The cross-validation results are very close to the hold-out split. However, there is a marginal improvement in every metric. There is a 0.001 improvement in the Mean Absolute Error, so instead of being off by \$53,300, it is now off by \$53,200. Unfortunately, it is a negligible improvment.

The model can now explain 60% of the variation in house prices based on given input, but again, 40% of the variation being seemingly random doesn't bode well.

The best improvement, though still small, comes from RMSE - the model's predictions differ from the true value by \$72,800 on average (down from \$74,600)

In practice, I'd choose k-Fold Cross-Validation (k=5 or k=10) because
- It gives a more accurate, less biased picture of model performance.

- It helps detect if the model performs inconsistently across subsets of data.

- It is especially useful when data is limited - every data point gets used for both training and testing at some point.

However, for very large datasets or early prototyping, a simple hold-out split is often good enough to save computation time.

## Communication Reflection

The goal is to explain the model's performance and evaluation process in plain language so that a retail stakeholder (marketing manager/ business director) can decide whether the model is trustworthy and ready for use.

First, I would start with the business context, and explain the purpose:

We built a model to estimate housing prices in California based on characteristics like income levels, house age, and number of rooms.
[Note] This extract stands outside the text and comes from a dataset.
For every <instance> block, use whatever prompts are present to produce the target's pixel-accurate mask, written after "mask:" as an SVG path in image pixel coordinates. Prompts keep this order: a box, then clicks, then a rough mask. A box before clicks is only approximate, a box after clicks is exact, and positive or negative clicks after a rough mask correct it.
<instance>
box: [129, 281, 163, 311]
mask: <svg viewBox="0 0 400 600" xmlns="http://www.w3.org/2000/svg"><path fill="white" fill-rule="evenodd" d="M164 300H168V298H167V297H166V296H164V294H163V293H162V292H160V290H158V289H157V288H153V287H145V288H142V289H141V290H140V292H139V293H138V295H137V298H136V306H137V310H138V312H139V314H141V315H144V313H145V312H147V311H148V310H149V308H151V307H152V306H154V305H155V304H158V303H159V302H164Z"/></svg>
The goal is to predict prices reasonably accurately so we can make better pricing or marketing decisions.

Next, I would translate the metrics into plain english, to give them something tangible and sensible rather than raw statistics:

On average, our model's predictions are off by about $53,000, and it correctly captures about 60% of the patterns that drive house prices. The remaining 40% reflects factors we don't have in our data - such as renovations, neighborhood quality, or current market trends.

Then, I would explain the model's reliability and how it was checked:

We didn't just test the model once. We used a technique called cross-validation, which checks the model's accuracy across multiple random subsets of data. This helps ensure the results are consistent and not just a lucky outcome from one test.

Lastly, I would interpret this for business use:

Our model performs reasonably well, it captures most of the main factors influencing prices, but it's not perfect. I would recommend using it as a support tool, not as the sole source for pricing decisions. If we collect more detailed features (like neighborhood or school quality), we can likely improve its accuracy.